Interview réalisée par Slim BEN YOUSSEF
Né de parents marocains, marié à une Algérienne, amoureux de la Tunisie, M’jid El Gherrab, à 39 ans, fait partie de cette jeune génération de politiciens français binationaux, qui se sont investis de plain-pied dans la chose politique, dans une France plus que jamais cosmopolite, quoique de plus en plus obnubilée par le débat des extrêmes.
Commençant sa carrière aux côtés de Ségolène Royal, candidate en 2007, il devient par la suite conseiller de plusieurs ministres sous la Présidence de François Hollande. En 2017, il soutient le candidat Emmanuel Macron, en organisant une « Grande marche africaine ». Il est élu, la même année, député de l’Assemblé nationale dans la neuvième circonscription des Français établis hors de France (Maghreb et Afrique de l’Ouest). Membre de la majorité présidentielle, il a siégé à plusieurs commissions. Il a été, notamment, le rapporteur d’un rapport parlementaire sur la politique française de délivrance des visas…
Nous l’avons interviewé sur fond de deuxième tour de la Présidentielle française : grand focus sur la thématique de l’Immigration et gros plan sur la Tunisie telle qu’il la perçoit.
Le Temps News :Ce face à face Macron-Le Pen est décidément très suivi par les Tunisiennes et les Tunisiens. D’autant plus que Bourguiba s’est invité aux débats…
M’Jid El Guerrab :C’était inattendu (Rires) ! On peut comprendre que, pour un Tunisien, ou un franco-Tunisien, c’est un peu inexcusable. Mais soyons quand même indulgents avec Marine Le Pen. Sa langue a fourché : on peut parfaitement imaginer qu’elle est très fatiguée par sa campagne.

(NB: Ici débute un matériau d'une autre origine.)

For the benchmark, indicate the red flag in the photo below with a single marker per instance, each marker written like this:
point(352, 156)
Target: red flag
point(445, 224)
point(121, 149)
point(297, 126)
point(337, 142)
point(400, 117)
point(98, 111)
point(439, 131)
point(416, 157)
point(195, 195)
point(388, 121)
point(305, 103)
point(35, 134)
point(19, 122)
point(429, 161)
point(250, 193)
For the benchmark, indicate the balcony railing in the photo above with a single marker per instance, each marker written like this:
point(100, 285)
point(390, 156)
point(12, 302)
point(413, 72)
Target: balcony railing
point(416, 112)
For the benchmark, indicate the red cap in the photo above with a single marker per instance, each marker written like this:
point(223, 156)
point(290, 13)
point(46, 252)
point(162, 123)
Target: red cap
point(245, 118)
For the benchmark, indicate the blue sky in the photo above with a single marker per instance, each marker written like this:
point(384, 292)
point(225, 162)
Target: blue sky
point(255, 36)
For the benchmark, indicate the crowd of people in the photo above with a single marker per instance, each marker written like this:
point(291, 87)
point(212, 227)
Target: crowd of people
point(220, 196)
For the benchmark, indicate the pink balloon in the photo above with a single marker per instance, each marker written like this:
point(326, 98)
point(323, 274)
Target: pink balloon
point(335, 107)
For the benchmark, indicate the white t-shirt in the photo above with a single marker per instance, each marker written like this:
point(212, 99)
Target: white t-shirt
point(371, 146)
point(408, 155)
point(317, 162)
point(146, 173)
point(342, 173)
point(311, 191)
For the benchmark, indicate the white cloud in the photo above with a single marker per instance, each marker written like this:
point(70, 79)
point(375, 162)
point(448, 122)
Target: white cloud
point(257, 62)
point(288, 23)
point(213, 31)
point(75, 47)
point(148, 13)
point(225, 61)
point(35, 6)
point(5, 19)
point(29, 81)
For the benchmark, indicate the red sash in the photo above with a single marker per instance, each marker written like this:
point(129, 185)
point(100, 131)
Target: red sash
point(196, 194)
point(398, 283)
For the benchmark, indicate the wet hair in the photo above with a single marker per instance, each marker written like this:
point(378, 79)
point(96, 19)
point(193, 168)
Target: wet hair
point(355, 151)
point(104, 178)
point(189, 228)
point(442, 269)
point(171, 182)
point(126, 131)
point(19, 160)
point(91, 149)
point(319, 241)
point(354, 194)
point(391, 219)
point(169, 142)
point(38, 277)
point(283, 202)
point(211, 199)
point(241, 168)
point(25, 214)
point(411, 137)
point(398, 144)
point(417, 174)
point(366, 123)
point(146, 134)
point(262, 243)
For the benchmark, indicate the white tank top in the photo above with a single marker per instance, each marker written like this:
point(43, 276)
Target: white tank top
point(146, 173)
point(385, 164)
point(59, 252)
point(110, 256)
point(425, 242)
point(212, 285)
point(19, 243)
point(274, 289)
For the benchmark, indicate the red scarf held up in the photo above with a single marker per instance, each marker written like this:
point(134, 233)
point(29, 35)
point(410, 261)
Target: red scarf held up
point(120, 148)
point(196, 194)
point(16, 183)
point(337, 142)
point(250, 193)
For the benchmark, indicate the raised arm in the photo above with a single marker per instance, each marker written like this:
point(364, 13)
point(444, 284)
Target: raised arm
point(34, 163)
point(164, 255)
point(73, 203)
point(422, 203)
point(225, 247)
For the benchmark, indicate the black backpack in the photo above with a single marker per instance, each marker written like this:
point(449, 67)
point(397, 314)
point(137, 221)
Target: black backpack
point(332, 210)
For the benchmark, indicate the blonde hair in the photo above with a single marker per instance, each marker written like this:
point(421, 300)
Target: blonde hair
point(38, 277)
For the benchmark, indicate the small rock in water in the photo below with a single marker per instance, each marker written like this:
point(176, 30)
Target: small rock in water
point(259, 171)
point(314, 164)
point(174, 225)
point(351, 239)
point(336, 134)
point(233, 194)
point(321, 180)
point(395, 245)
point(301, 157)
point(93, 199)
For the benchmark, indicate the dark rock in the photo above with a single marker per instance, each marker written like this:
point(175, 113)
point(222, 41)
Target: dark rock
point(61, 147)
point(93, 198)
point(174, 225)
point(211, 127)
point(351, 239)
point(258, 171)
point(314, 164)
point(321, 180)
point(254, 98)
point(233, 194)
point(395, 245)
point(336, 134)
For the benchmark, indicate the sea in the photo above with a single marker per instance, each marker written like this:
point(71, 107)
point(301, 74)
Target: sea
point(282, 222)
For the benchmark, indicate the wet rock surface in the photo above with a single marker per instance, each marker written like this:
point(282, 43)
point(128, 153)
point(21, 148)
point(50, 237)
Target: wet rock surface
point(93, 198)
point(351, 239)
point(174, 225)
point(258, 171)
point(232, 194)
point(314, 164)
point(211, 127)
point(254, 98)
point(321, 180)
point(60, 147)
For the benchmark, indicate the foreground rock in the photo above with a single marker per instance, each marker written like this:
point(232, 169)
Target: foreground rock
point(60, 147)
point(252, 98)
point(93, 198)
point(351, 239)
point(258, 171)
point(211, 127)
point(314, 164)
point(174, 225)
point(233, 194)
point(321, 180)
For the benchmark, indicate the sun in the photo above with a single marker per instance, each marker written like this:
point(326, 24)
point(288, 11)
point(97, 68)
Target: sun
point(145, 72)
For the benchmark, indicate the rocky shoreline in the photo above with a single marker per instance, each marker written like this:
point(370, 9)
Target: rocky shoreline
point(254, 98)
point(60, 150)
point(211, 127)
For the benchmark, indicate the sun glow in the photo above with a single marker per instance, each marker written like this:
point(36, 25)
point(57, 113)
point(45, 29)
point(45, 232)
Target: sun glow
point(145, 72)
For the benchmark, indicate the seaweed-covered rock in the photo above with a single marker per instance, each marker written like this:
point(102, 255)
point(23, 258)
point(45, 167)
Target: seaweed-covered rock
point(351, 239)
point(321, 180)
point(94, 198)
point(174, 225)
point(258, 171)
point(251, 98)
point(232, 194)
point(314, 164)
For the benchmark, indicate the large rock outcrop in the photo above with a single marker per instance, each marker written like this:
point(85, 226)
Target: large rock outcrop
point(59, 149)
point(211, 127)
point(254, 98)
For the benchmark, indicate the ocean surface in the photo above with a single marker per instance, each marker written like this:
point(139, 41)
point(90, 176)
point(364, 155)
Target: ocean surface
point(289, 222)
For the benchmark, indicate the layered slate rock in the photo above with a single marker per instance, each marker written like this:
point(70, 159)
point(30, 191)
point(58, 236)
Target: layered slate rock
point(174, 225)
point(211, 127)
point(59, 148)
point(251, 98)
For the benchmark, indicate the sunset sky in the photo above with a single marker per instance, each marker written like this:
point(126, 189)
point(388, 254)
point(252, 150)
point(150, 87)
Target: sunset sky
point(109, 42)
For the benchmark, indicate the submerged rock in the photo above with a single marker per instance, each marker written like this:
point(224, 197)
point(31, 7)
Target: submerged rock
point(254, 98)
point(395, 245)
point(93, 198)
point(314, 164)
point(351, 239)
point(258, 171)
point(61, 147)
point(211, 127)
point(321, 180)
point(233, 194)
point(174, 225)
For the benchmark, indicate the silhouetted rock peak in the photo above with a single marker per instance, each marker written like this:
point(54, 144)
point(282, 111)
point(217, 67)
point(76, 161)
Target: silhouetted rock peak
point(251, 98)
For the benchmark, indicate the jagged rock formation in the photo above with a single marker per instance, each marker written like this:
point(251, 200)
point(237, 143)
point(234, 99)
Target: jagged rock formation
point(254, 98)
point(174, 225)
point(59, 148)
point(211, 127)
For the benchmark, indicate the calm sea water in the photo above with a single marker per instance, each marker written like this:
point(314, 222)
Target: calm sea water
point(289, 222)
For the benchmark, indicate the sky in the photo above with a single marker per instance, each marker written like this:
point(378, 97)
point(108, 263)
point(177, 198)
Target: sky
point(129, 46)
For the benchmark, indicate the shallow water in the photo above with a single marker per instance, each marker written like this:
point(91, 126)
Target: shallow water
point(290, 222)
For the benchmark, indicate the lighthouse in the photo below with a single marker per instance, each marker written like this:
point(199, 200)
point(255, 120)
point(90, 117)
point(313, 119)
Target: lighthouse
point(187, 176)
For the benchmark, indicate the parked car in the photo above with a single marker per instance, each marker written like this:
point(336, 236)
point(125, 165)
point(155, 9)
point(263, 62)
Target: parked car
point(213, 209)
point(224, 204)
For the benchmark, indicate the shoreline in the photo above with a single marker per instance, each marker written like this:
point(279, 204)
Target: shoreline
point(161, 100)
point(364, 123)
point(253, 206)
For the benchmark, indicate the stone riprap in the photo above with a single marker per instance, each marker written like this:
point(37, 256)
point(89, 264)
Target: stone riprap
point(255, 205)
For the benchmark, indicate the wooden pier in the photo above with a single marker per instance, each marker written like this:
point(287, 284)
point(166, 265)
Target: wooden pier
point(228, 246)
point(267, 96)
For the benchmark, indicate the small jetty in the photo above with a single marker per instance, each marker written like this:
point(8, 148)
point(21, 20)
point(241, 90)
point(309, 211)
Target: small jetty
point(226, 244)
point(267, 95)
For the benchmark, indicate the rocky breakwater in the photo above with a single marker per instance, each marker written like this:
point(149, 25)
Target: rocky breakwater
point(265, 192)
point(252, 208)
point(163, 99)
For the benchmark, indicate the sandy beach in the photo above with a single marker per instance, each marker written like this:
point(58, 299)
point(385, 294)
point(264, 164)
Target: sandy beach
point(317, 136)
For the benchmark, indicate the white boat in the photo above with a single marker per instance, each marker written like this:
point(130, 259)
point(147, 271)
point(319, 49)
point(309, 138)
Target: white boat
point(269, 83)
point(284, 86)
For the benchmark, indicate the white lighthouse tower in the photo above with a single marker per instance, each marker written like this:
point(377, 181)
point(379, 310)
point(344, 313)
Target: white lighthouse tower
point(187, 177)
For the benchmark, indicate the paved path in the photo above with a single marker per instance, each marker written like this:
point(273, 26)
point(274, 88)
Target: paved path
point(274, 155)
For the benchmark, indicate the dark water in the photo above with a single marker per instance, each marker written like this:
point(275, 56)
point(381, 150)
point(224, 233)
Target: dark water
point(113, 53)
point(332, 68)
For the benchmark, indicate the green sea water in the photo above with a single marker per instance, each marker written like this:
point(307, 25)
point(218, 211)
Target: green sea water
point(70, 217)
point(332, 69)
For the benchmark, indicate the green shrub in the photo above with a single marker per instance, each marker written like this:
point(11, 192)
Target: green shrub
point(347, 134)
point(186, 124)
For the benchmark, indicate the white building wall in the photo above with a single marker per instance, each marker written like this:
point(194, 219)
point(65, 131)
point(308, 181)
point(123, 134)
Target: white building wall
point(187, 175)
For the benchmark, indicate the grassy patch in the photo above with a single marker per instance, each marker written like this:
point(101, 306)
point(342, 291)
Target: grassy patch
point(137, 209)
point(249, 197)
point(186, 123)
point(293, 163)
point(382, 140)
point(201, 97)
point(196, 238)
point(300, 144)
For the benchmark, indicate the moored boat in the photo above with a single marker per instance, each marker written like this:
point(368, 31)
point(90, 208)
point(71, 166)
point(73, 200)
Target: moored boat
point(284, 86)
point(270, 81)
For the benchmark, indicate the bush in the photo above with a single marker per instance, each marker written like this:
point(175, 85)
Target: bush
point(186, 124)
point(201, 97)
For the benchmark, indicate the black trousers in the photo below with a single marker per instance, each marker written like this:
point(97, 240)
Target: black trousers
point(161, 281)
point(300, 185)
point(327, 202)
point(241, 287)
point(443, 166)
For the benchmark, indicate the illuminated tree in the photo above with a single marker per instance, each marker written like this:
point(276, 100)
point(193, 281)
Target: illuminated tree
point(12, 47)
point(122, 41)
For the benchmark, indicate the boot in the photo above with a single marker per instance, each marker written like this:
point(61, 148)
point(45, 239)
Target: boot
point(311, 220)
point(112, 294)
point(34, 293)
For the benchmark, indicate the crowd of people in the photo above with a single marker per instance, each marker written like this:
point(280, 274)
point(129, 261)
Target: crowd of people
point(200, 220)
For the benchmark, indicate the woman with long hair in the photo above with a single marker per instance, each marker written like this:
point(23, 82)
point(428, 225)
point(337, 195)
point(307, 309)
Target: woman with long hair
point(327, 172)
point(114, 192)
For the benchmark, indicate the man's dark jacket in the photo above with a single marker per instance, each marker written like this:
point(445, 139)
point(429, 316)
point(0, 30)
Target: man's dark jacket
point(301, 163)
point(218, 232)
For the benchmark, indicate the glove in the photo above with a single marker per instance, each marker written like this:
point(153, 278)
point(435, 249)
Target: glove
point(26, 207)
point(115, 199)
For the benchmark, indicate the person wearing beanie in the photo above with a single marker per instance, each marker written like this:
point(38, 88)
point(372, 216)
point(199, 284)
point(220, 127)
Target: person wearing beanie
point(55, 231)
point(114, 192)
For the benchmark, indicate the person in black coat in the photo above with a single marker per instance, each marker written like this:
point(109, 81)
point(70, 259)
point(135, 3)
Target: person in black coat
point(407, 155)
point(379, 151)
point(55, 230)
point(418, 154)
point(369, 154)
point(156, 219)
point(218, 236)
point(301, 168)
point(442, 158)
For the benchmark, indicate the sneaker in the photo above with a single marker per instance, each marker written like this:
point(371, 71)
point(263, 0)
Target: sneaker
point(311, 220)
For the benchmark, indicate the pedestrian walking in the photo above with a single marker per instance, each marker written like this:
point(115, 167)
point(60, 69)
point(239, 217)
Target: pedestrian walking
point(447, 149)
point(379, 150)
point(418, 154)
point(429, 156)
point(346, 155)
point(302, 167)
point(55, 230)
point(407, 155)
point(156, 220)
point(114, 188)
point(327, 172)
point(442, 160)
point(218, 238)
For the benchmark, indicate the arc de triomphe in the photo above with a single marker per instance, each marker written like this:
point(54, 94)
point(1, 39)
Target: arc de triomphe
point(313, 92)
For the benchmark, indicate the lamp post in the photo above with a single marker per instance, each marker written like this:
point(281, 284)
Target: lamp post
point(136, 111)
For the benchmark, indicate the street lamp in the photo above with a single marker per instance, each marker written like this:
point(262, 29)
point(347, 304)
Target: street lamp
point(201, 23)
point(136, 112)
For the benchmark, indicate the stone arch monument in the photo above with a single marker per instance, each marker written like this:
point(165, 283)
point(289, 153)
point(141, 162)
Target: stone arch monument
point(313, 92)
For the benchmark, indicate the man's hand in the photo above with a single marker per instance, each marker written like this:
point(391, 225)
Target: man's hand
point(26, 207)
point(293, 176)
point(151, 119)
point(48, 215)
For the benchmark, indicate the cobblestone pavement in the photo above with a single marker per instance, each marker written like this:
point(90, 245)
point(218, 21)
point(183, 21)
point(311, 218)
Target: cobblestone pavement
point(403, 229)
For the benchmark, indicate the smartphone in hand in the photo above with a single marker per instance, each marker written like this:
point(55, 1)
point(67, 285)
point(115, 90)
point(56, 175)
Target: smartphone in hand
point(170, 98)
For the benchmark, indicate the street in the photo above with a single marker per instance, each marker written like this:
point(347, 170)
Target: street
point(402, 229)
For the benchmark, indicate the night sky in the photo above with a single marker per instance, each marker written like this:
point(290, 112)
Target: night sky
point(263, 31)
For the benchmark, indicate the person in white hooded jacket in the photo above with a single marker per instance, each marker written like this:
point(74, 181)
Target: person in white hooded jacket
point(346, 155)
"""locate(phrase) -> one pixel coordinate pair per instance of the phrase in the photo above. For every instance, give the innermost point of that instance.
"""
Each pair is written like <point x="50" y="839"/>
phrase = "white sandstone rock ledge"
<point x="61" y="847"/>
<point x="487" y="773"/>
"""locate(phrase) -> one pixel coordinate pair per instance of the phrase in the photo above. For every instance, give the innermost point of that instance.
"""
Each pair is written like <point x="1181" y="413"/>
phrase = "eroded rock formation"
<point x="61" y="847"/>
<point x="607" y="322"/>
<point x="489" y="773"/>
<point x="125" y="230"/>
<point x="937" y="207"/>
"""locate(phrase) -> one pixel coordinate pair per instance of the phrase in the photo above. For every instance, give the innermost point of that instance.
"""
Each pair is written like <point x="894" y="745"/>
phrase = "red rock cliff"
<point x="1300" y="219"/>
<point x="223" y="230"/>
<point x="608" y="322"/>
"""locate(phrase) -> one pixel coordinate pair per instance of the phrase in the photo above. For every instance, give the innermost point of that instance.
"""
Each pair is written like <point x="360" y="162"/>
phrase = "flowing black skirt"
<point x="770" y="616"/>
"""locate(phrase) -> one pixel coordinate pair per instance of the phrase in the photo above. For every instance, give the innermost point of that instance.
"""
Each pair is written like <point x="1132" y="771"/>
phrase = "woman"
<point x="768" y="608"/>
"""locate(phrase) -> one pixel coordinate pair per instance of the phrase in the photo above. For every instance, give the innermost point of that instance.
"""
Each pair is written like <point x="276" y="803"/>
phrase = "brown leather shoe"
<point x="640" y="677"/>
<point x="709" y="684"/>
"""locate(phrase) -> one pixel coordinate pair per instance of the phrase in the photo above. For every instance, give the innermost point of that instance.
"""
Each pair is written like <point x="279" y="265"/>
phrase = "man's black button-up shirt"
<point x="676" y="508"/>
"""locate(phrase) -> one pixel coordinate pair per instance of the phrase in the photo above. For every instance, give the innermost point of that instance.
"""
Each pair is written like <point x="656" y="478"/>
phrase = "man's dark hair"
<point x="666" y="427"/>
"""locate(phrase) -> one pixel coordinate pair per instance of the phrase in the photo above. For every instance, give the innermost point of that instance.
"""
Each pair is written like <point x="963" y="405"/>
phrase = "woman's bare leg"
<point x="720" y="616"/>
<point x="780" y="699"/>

Maintenant je pense que ce ne soit pas ça le pire. Cette dame est le visage de l’extrême droite, c’est surtout ça, à mon avis, qui est inquiétant. Quand on vient à nier les règles fondamentales de la constitution, avec le premier des principes qui est le principe d’égalité des citoyens devant la loi, et mettre par là-même en cause la binationalité, voire la plurinationalité, en disant que si on a une nationalité différente ou alors supplémentaire à celle française, on est stigmatisé, interdit de certains emplois.
François Hollande avait proposé, auparavant, la déchéance de nationalité pour les binationaux. Un projet qui n’a finalement pas réussi. La France ne se résume pas à la nationalité, elle se résume à des valeurs, à des traditions, à une culture, à une langue, à une histoire. En proposant cela, Marine Le Pen ne se rend pas compte de la profondeur de la rupture avec une très grande partie de la population française qui possède une seconde voire une triple nationalité.
Octrois de visas, quotas par pays, restrictions, expulsions, rapatriements : sujet phare des élections en France, l’immigration est une thématique qui intéresse énormément les Tunisiens.
Personnellement, j’ai beaucoup travaillé sur la question des visas. J’ai fait même un rapport, il y a un an sur le sujet avec ma collègue Sira Sylla, qui a été voté à l’unanimité par le parlement. En somme, la position de l’Assemblée nationale, qui correspond, en tout cas, à l’analyse du peuple français, que je représente en tant que député, est la suivante : il faut arrêter de parler d’immigration, maintenant il faut qu’on parle de « mobilité ».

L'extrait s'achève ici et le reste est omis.